In bulk RNA-seq data, splicing events can be broadly categorized into two major categories: included and excluded. Leveraging the single-cell information, we defined more fine-grained splicing categories that reflect both splicing rates and splicing variability across cells (inspired by Song et al. [12]): (1) excluded (mean PSI < 0.2), (2) included (mean PSI > 0.8), (3) overdispersed, (4) underdispersed, and (5) multimodal (Fig. 3a). The latter three categories categorize the extent of splicing variation across cells, since cassette exons with intermediate average splicing rates (here 0.2 ≤ mean PSI ≤ 0.8, Fig. 1) exhibit substantial differences in splicing variance. To characterize cells into these three categories, we calculated the distribution of the distance between the observed and the expected variation per cell type. The expected variation was calculated by a scaled binomial standard deviation, where the scaling factor and the mean splice rate of the alternative exon [18] are fit to all data points. We then defined the overdispersed cassette exons as those for which the deviation from the expected PSI was higher than the third quartile plus 1.5x interquartile range (IQR) (corresponding to > 0.016 in iPS and > 0.022 in endoderm). Likewise, for the definition of the underdispersed cassette exons, we used the first quartile minus 1.5x IQR as the threshold (corresponding to less than − 0.032 in iPS and less than − 0.039 in endoderm cells). The remaining cassette exons were assigned to the multimodal category.

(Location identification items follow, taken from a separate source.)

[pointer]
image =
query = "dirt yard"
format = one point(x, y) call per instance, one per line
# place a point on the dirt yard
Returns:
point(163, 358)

Relating DNA methylation heterogeneity and splicing

We applied Spearman correlation to link splicing at a single locus to variation in DNA methylation observed between cells. The test was performed per sequence context of the cassette exon (Fig. 1c). We only considered cassette exons where variation in splicing and variation of DNA methylation of the relevant context were observed. In total, 5280 iPS and 2622 endoderm cassette exons were tested. The P values were adjusted for multiple testing using the Q value [37, 38] package in R. The gene enrichment across the cassette exons was performed using g:Profiler [20] (version: 2017-10-25, g:Profiler Ensembl 90), using all observed cassette exons per cell type as background. Multiple testing correction for the enrichments was performed within g:Profiler.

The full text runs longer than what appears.